IL lawmakers push to make assaults on police officers a hate crime with enhanced penalties

Craig Wall Image
Friday, November 19, 2021
IL lawmakers push to make assaults on police officers a hate crime with enhanced penalties
Should assaults on police officers be a hate crime with enhanced penalties? Some Illinois lawmakers think so.

SPRINGFIELD, Ill. (WLS) -- There is a push in Springfield to crack down on people who commit assaults on police officers, with some lawmakers aiming to make it a hate crime with enhanced penalties.

This, as FBI statistics show those attacks are on the rise.

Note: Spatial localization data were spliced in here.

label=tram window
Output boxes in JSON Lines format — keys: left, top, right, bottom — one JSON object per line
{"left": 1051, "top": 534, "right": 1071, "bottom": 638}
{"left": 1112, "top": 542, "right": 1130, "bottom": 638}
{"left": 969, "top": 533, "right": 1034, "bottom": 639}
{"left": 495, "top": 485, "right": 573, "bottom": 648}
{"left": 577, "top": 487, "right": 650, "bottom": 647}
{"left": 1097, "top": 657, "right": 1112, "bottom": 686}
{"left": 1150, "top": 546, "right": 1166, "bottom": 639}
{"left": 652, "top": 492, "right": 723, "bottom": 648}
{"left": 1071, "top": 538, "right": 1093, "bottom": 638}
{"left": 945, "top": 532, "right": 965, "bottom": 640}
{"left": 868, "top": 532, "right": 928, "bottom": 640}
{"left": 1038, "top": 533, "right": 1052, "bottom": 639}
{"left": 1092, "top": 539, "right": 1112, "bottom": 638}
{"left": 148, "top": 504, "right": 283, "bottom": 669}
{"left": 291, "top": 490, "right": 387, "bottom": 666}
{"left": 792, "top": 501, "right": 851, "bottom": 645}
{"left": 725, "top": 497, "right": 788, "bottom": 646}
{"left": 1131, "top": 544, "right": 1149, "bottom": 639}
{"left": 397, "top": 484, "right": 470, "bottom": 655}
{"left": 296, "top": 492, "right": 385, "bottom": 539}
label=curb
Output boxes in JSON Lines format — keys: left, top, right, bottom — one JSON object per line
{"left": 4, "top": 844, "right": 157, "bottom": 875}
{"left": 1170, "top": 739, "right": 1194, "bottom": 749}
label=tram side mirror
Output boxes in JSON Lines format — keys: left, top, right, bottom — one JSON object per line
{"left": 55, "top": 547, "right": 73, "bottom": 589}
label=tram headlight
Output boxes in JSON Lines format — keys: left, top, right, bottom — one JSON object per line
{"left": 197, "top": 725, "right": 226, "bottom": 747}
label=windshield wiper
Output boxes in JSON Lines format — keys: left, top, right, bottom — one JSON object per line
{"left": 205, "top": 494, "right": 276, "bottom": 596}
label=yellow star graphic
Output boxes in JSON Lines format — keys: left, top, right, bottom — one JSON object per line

Citing the demonstration last year at the Columbus statue in Grant Park that turned violent with Molotov cocktails and other projectiles being hurled at and injuring officers, some lawmakers are now pushing for tougher punishment for those who attack police.

RELATED: Chicago police release video showing confrontation near Grant Park Columbus statue protest

"There's an uptick in not only assaults against police officers, but assaults, shootings and killings. It's our job to try and protect our officers," said State Rep. Marty Moylan, (D) Des Plaines.

According to the FBI, 60,105 officers were attacked and more than 60,000 officers were assaulted in 2020, which is up 4,000 from the year before.

Nearly one-third of the officers sustained injuries, with a majority of those officers being punched or kicked.

"It's a very disturbing trend," said State Senator John Connor (D) Crest Hill. "We need to arrest this trend and restore our officers to basically the guardians of our society that they are. They are the last line from anarchy."

However, critics argue that locking people up longer is not the answer and point to studies that have shown it is not a deterrent.

"If we're telling the public that we're going to make them safer, and protect police officers and reduce crime, then we're really barking up the wrong tree if we're proposing penalty enhancements as a way to do that," said Benjamin Ruddell, ACLU-Illinois director of criminal justice policy.

Supporters who gathered in the cold outside the Des Plaines Police Department Thursday said the law is about more than cracking down on criminals, it's about sending a message to beleaguered police.

"They're worried about the way some of the bad guys are treating them now, they feel that they have the upper hand," said Park Ridge Police Chief Frank Kaminski.

"As a police officer's wife, it's very scary to see my husband leave in the morning and not come back. It's just a possibility. It's something that we don't want to think about," said State Rep. Angie Guerrero-Cuellar, (D) Chicago.

Supporters are also proposing a bill to provide $100 million in funding for training and equipment to help police.